В пустую ночь, где больше нет тебя...

...Все мы немного у жизни в гостях,

Жить — это только привычка...

Анна Ахматова

На смерть кинорежиссера Евгения Хринюка

 

И лежишь в синь васильках в полевых синь васильках в поле золотистой ржи

И лежишь раздольный бражный раскидавшись в поле сын Украины друже друже любый мой лежишь в поле в поле спелом ржи ржи ржи

И лежишь расспавшись разметавшись как хлопец улыбчивый невинный забывчивый лежишь в синь васильках в поле золотистой спелой ярой ленной ржи

Друже уж июль грозник уж рожь поспела друже милый уж пора пора

Косить друже уж пора рожь дремучую падучую валить вязать косить

Друже вставай подымайся друже сладкий неоглядный ненаглядный друже пойдем в рощи в выдубецкие церковные холмистые

певучие шипучие дубы дубы дубы

Друже вставай друже пойдем в дубы а то рожь осыплет на тебя на спящего на бражного блаженного колосья проливные отягченные свои

Друже да пойдем да не измни синь васильки да колосья чреватые

сыпучие зыбучие пришла пришла пора валить сбирать косить

Друже вставай а то бредет поет по золотистому уж вечереющему

уж хладеющему веющему сумеречному полю страж мужик

Иль могутный тьмовый кобзарь с бандурой лунной тихой кобзой? или ярый дремный жнец с последнею косою? с вечерней росной гробовой косою?

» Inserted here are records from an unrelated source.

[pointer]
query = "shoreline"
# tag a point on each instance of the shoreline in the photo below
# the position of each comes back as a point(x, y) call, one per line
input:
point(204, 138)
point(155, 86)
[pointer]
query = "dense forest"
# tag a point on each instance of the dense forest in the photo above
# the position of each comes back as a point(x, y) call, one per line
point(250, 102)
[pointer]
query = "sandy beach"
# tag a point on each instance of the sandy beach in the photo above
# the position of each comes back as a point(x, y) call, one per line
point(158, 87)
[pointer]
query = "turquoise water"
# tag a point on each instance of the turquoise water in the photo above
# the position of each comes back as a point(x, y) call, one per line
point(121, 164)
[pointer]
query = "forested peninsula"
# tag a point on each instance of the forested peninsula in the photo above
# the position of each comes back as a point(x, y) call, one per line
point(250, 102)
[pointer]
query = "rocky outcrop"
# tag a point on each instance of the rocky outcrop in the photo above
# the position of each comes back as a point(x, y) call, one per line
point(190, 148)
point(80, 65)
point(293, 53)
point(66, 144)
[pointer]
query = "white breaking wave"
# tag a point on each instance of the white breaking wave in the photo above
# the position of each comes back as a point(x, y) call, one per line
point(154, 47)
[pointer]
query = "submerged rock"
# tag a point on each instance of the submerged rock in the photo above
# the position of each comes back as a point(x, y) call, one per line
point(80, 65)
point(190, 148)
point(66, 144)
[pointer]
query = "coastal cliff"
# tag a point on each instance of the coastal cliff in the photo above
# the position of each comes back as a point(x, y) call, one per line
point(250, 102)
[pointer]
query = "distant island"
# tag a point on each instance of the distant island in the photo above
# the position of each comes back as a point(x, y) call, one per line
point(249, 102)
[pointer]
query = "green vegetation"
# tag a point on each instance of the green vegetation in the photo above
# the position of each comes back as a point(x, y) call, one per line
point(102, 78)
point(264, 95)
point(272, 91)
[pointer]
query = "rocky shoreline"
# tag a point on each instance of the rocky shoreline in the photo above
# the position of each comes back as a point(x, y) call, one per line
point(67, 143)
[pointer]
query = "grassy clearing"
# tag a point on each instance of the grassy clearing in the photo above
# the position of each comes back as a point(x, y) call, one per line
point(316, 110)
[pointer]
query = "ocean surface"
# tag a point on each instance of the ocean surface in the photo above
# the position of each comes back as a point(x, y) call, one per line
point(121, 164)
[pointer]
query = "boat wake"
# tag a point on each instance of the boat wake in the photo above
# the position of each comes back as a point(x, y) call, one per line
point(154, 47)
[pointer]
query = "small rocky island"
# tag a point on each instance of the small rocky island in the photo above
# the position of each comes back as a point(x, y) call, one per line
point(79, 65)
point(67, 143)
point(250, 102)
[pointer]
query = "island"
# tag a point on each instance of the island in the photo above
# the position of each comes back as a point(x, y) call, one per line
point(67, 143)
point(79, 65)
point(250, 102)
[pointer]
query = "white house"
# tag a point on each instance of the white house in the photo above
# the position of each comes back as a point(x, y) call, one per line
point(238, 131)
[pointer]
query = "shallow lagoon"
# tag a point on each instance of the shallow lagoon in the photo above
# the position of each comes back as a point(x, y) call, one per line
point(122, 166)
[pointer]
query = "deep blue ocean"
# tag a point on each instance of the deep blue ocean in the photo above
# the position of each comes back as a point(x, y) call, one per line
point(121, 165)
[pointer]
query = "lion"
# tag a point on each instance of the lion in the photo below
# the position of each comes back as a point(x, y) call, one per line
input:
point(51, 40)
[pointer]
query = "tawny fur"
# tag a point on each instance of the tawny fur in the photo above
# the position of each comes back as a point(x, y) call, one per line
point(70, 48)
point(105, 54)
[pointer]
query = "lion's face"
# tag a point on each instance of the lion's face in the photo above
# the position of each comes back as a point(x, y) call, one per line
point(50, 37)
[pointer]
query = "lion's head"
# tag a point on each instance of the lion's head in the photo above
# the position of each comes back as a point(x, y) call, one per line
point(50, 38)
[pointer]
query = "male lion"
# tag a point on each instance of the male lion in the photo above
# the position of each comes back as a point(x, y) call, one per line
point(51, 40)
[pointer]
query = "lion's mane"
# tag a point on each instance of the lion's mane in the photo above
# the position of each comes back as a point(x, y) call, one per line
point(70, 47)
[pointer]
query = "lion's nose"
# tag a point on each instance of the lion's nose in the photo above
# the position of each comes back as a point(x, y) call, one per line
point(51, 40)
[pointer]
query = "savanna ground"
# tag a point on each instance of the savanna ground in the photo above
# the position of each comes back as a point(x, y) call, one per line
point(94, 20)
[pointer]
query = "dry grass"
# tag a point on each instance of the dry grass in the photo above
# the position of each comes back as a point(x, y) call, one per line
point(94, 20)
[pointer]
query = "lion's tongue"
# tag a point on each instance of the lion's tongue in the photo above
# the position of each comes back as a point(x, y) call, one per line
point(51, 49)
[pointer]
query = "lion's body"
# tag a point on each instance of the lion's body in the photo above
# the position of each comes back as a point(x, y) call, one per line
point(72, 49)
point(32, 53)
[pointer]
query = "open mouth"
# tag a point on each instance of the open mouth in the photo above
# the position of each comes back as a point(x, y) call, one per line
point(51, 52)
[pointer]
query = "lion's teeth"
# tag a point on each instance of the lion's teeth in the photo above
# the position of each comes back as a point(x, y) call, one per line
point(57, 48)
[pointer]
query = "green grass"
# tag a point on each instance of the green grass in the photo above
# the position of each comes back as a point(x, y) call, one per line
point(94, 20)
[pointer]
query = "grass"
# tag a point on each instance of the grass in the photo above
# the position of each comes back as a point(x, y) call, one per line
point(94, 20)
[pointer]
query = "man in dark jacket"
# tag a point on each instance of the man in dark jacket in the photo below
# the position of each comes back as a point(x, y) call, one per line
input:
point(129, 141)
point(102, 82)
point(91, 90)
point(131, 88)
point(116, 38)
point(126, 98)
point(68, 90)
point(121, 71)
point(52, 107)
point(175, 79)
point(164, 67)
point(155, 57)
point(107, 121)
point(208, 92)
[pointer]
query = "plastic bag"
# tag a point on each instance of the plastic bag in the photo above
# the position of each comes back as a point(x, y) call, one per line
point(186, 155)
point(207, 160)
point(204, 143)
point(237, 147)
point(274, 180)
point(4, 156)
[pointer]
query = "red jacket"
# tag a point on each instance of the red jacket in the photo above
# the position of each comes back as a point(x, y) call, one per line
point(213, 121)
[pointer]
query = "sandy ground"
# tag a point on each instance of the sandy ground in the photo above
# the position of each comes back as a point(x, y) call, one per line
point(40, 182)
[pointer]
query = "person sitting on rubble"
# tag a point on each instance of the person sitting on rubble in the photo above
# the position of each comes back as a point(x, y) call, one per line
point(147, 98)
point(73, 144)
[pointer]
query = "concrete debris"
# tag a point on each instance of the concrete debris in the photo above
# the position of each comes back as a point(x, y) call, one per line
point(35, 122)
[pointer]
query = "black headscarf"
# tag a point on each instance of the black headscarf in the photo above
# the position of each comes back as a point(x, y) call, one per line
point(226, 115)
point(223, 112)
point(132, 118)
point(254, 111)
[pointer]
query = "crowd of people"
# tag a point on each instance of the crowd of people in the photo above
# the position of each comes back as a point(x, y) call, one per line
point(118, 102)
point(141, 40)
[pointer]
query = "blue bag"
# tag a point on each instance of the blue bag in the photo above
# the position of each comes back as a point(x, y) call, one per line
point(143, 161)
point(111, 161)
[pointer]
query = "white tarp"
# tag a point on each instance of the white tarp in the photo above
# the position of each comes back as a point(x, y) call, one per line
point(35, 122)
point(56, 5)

Друже друже не вижу кто там?

Друже вставай уж не видать не различить кто там грядет в июльском

густом тесном налитом сизом поле поле поле

Друже вставай уж синь васильки теряют отдают синь синь в дымчатом

сиреневом смиренном сумеречном поле живом лазоревом

Друже вставай пойдем мой спящий родный неоглядный улыбчивый привольный

Друже вставай! знаю сладок глубок хмельной маковый колодезный сон в поле золотистых сыплющих златые зерна семена согбенных святых чреватых перезрелых угорелых медовых колосьев

Но вставай друже но нощь уже но пойдем к ближней хате чудящей в

золотых пьяных подсолнухах

Друже пойдем из золотого поля в полтавские среброшумящие во

тополи во тополи во тополи

Друже вставай пойдем выпьем из батуринской бадьи сливового

бредового раскидистого заливистого крупчатого первача самогона

садового степного

Друже вставай нощь уж в украинском колодезном поле

Друже ночь в поле

Тогда я склоняюсь над тобою и смоляные муравьи уже! уже роятся по

тебе и не уходят не уходят не уходят

Друже привольный степной мой неоглядный родный! да ты не спящий!

ты усопший

И руки хладные холодные и очи хладные холодные и муравьи хладные

холодные загробные

Друже да что ж ты? да что ж ты скошенный? друже друже ивовый да поле то еще не скошено а ты ты ты ты ты ты ты

скошенный в нескошенных колосьях колокольных погребальных

похоронных

Друже да что же оставляешь? да что ж уходишь? да что же оставляешь одного мя в нощном пустынном бездонном враз сиротском поле поле поле?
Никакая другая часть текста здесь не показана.